Aquele enfermeiro ainda teria a possessão que merece. Deixo o depósito de paliativos e subo para o andar da renovação. Gestantes, puérperas e recém-nascidos. As paredes não mais eram amareladas. Cores vivam ganhavam os quartos. Desenhos infantis e floridos estampavam os corredores. Um outro mundo, completamente alheio ao sofrimento dos que ficavam abaixo. Adentro o centro obstétrico, meus serviços são requisitados. Uma mulher está prestes a parir. Luz não há, apenas dor, lágrimas, sangue e dejetos. A obstetra, uma alienígena em meio ao serviço público, estimulava a glamourização do parto. Seguia as recomendações do ministério da saúde. Com as luzes apagadas, música instrumental, e o parceiro ao lado da mulher, ela iniciou seus gritos de dor. O homem nunca antes a tinha encarado tão fixamente. Temia olhar a vagina da esposa, e nunca mais tirar da cabeça aquela imagem. Éramos, somente, animais em meio as bugigangas.

Os gritos só aumentavam, mesmo com as sugestões de quem segurasse para si todo o ar de seus pulmões.

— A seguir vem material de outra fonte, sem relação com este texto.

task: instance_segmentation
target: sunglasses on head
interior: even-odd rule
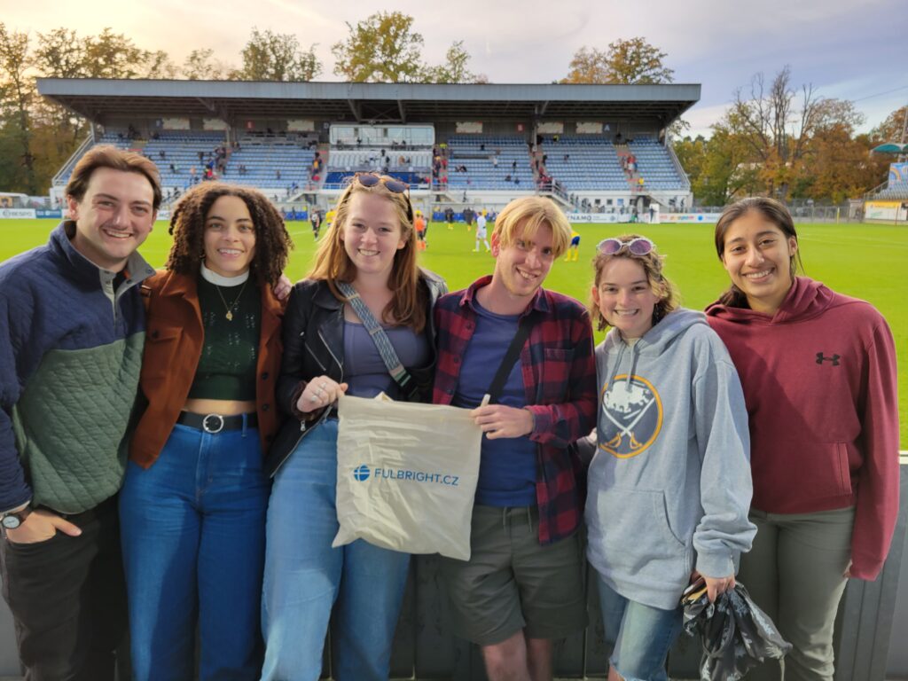
[[[375,173],[357,173],[353,175],[353,180],[360,183],[363,187],[374,187],[377,184],[384,184],[385,189],[395,194],[407,195],[407,218],[413,222],[413,204],[410,202],[410,185],[407,183],[395,180],[393,177],[379,175]]]
[[[617,255],[625,249],[632,255],[646,255],[656,249],[656,244],[645,236],[638,236],[629,242],[622,242],[613,236],[603,239],[596,246],[596,250],[603,255]]]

Engraçado como as enfermeiras e médicas se contradiziam. Na frente das pacientes incentivavam o parto vaginal, em suas rodas de conversa, vangloriavam as próprias cesarianas. Eu apenas escutava a tudo. O mundo não me era habitual.

— Cadê o acadêmico? Mandem ele sentar aqui na cama, a paciente precisa apoiar os pés para fazer força.

De futuro médico a encosto de pé. Engoli meu orgulho e me sentei. Desejava não sair dali com as vestes encharcadas de líquido amniótico, urina, sangue e fezes. Não só de status vive a profissão. Olhava o canal se dilatar com certo receio. Se algo espirasse dali, eu seria o primeiro a abandonar o navio. Minhas pernas estavam prontas para uma fuga iminente. Os minutos se passavam e nada do recém-nascido ser parido. Talvez fosse hora de domar a parturiente e assumir seu trabalho de parto. Os olhos se reviraram por um instante. Eu continuava imóvel, tendo o pé dela apoiado na minha coxa esquerda. Os gritos cessaram. A respiração assumiu um ritmo constante. A força de empuxo apenas era realizada durante as contrações, evitando assim o desgaste da futura puérpera. Em menos de dez minutos estava ela largada sobre o leito, com o filho repousando em seu colo materno. Então levaram-no para longe. E ela pode descansar sem ser julgada. O parto causara nela uma laceração, caberia a mim suturá-la. Ambos saímos ganhando, afinal.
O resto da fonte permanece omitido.